The Lapsburgh Layover
Ars Nova
Welcome to Lapsburgh, a small Eastern European nation with great skiing, beautiful beaches, an about-to-boom vacation timeshare market, an ancestral mythology that revolves around killer frogs, and convenient coordinates for long-distance flights in need of refueling. That's where we come in, guided into Ars Nova by Philadelphia's The Berserker Residents as though disembarking from a plane, customs forms, jetway noise, incomprehensible foreign airport signage and all. For the 90 minutes of The Lapsburgh Layover (through September 24), a four-Lapsburgher welcoming committee aims to entertain its unwitting guests with a pageant that mixes local history and a hilarious noir crime play-within-the-play one of them wrote titled Detective Mickey and the Case of What Happened at Club Regard, and set in "Connecticut City."

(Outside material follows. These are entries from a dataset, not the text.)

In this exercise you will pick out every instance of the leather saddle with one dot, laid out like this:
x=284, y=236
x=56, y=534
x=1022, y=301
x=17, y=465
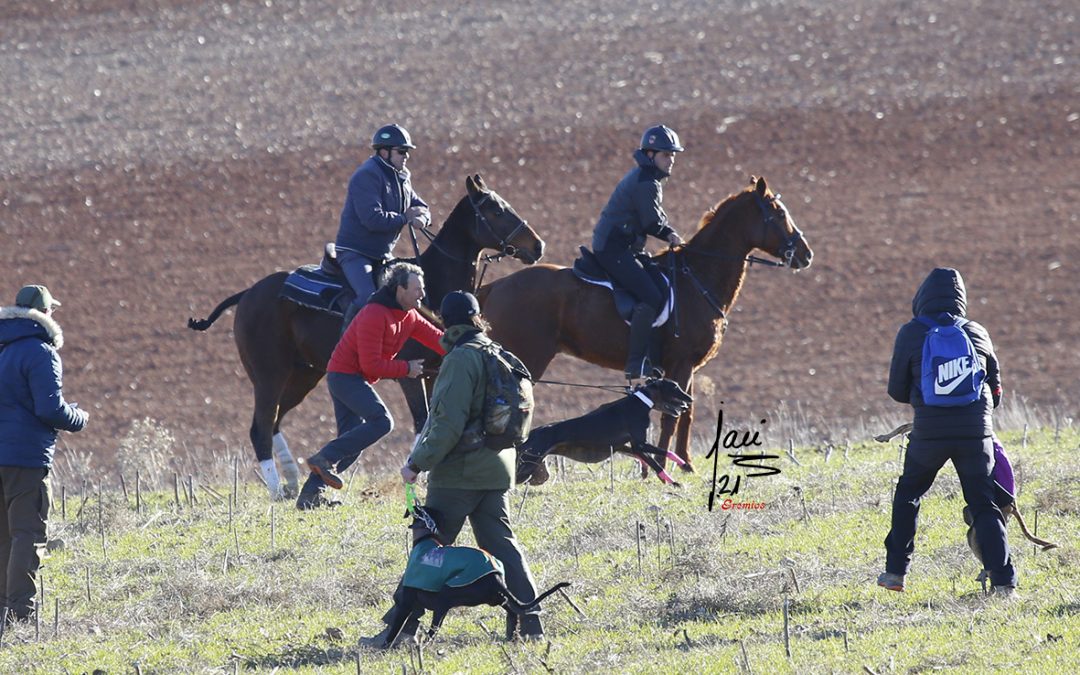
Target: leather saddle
x=588, y=269
x=320, y=286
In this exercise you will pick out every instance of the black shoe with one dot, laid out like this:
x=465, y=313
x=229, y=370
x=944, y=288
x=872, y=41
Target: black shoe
x=312, y=495
x=324, y=470
x=531, y=629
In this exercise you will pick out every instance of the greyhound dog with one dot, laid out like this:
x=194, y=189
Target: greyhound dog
x=619, y=426
x=440, y=578
x=1004, y=498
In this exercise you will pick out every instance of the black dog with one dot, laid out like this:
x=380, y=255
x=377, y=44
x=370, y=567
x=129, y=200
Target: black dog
x=620, y=426
x=1004, y=499
x=439, y=578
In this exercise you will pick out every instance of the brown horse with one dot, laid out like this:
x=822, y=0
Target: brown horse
x=285, y=347
x=544, y=310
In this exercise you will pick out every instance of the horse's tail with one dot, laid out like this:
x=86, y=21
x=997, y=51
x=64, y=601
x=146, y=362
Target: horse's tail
x=520, y=608
x=202, y=324
x=1045, y=545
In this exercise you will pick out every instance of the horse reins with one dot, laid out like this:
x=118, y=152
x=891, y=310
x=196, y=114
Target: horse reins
x=505, y=248
x=768, y=218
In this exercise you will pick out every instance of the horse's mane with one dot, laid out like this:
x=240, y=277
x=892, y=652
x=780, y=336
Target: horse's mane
x=720, y=208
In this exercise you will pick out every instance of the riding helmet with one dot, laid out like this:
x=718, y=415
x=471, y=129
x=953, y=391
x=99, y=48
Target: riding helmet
x=661, y=138
x=391, y=136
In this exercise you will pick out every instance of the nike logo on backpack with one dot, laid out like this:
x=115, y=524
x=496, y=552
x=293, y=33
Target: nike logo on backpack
x=957, y=369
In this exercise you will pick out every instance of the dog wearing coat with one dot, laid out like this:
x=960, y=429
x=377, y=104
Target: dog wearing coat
x=440, y=578
x=620, y=426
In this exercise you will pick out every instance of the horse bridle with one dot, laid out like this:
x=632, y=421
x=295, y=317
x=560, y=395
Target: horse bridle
x=505, y=248
x=786, y=252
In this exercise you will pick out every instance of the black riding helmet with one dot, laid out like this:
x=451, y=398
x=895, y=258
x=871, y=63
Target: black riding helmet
x=661, y=138
x=391, y=136
x=423, y=522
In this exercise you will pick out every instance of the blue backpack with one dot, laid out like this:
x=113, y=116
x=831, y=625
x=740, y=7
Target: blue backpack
x=952, y=373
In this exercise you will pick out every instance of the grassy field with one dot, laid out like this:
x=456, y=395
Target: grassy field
x=666, y=584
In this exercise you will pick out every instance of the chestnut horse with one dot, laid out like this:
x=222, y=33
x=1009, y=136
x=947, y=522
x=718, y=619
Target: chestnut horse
x=285, y=347
x=544, y=310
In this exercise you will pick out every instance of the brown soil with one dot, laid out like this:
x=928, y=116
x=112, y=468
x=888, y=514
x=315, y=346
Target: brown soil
x=160, y=156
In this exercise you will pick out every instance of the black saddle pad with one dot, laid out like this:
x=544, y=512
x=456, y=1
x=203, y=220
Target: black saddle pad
x=589, y=270
x=310, y=286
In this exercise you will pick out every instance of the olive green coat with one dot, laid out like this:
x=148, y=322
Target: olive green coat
x=458, y=396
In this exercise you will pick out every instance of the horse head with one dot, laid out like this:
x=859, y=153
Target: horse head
x=666, y=395
x=779, y=234
x=498, y=226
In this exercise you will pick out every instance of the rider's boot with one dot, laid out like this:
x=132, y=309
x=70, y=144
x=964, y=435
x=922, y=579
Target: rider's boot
x=640, y=329
x=350, y=312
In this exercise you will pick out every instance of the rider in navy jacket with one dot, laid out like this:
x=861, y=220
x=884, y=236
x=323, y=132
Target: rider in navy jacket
x=31, y=402
x=943, y=292
x=379, y=203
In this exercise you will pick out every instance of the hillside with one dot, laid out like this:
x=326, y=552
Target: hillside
x=161, y=154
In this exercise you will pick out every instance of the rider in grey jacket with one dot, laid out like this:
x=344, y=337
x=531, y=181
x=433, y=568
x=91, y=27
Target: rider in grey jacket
x=379, y=203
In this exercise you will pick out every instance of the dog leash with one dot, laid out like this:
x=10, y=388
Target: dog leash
x=615, y=388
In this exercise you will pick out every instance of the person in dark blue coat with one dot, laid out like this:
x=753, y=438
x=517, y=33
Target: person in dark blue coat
x=31, y=412
x=633, y=212
x=963, y=434
x=379, y=203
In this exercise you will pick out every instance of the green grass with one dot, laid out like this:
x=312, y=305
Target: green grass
x=178, y=590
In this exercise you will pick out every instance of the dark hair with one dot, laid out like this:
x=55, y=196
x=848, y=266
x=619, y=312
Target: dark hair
x=396, y=275
x=480, y=323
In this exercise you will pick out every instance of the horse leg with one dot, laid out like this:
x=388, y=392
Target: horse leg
x=669, y=423
x=289, y=470
x=297, y=387
x=264, y=421
x=644, y=453
x=683, y=440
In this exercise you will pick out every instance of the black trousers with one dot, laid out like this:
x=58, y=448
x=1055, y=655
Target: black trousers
x=643, y=280
x=973, y=460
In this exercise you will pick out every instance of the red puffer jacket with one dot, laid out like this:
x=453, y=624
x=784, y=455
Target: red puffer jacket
x=375, y=337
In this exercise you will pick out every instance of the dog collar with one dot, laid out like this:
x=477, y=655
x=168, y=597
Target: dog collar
x=644, y=399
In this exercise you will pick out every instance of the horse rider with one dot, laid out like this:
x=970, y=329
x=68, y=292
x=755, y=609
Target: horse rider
x=634, y=211
x=32, y=409
x=379, y=203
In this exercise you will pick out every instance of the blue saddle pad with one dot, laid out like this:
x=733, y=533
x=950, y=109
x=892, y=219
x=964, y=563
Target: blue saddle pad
x=310, y=286
x=589, y=270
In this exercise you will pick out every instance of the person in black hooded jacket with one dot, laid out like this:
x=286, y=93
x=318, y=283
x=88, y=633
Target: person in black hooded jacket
x=633, y=212
x=961, y=433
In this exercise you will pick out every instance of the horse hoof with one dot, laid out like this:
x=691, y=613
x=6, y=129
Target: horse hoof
x=540, y=475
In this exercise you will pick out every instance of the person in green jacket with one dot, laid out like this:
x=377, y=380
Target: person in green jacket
x=470, y=484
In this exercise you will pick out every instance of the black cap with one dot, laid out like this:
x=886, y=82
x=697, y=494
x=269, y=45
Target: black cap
x=458, y=308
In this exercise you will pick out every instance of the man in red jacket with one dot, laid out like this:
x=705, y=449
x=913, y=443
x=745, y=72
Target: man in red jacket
x=364, y=355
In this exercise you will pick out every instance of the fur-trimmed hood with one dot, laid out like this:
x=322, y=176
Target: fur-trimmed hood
x=21, y=322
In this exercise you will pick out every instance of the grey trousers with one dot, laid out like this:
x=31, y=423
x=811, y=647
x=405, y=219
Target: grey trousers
x=24, y=498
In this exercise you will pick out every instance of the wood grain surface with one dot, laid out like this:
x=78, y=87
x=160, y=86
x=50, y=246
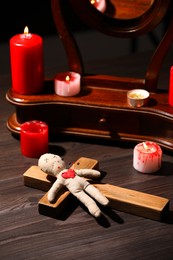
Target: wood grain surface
x=26, y=234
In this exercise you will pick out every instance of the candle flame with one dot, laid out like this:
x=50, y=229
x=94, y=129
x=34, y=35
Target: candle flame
x=26, y=30
x=94, y=1
x=67, y=78
x=145, y=146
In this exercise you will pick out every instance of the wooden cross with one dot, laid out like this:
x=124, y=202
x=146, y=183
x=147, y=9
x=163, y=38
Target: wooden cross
x=122, y=199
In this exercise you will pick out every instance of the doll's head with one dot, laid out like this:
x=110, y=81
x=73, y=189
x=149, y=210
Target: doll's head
x=51, y=164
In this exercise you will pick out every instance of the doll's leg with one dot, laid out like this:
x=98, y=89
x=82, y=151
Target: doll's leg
x=88, y=202
x=97, y=195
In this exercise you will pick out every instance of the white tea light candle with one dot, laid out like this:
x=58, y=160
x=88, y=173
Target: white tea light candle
x=137, y=97
x=67, y=84
x=147, y=157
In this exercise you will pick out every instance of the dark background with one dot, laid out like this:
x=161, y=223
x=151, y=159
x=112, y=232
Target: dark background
x=37, y=15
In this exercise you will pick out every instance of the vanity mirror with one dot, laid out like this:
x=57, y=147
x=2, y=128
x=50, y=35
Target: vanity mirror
x=126, y=19
x=101, y=109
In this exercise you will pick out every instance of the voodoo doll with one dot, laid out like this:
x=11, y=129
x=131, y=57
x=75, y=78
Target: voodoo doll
x=84, y=191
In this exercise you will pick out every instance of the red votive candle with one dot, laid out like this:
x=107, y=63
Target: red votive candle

Lapsburgh's fictional country and its inhabitants invite our condescension from the get-to: a banner above the town hall-like stage declares, practically begs, "Welcome Home?" Ingratiated through such quaint over-enthusiasm, like prompting the audience for a "show of hands" when no question has been asked, we're then presented with an outrageous deconstruction of the quintessentially American hard-boiled detective plot that finally dovetails nicely with the increasingly sci-fi events occurring in Lapsburgh. Along with tongue-in-cheek Borat-esque near-eastern Orientalism and crime novel parody, The Berseker Residents and director Oliver Butler (of Brooklyn's The Debate Society) add to the genre-mashing snippets of backstage drama, an Arrested Development-caliber magician duel and seriously the best (analog) PowerPoint presentation ever.
The four actors, who adopt vaguely Greek accents as Lapsburghers only to revert to more simply stylized film noir tones in Detective Mickey scenes, are very strong. The three male actors ham it up while singing Miley Cyrus in drag (Justin Jain), soliciting audience participation for a puppet performance (Bradley K. Wrenn) and teaching us how best to kill a primordially evil Lapsburgh bullfrog with cutlery (Dave Johnson). But it's Leah Walton as Zelda Tre'Force—who, according to her fictional bio, is "most famous in all of Lapsburgh for my great history as an actress for stage and films, and for my numerous marriages"—who steals the show. Too big a star to take on any character other than herself, even in the detective story subplot, Zelda eventually goes Ripley on the apocalyptic frogs. Amidst many riotous laughs, Lapsburgh manages moments of quieting earnestness and palpable sadness near its conclusion. This may be the only layover you'll ever wish were extended.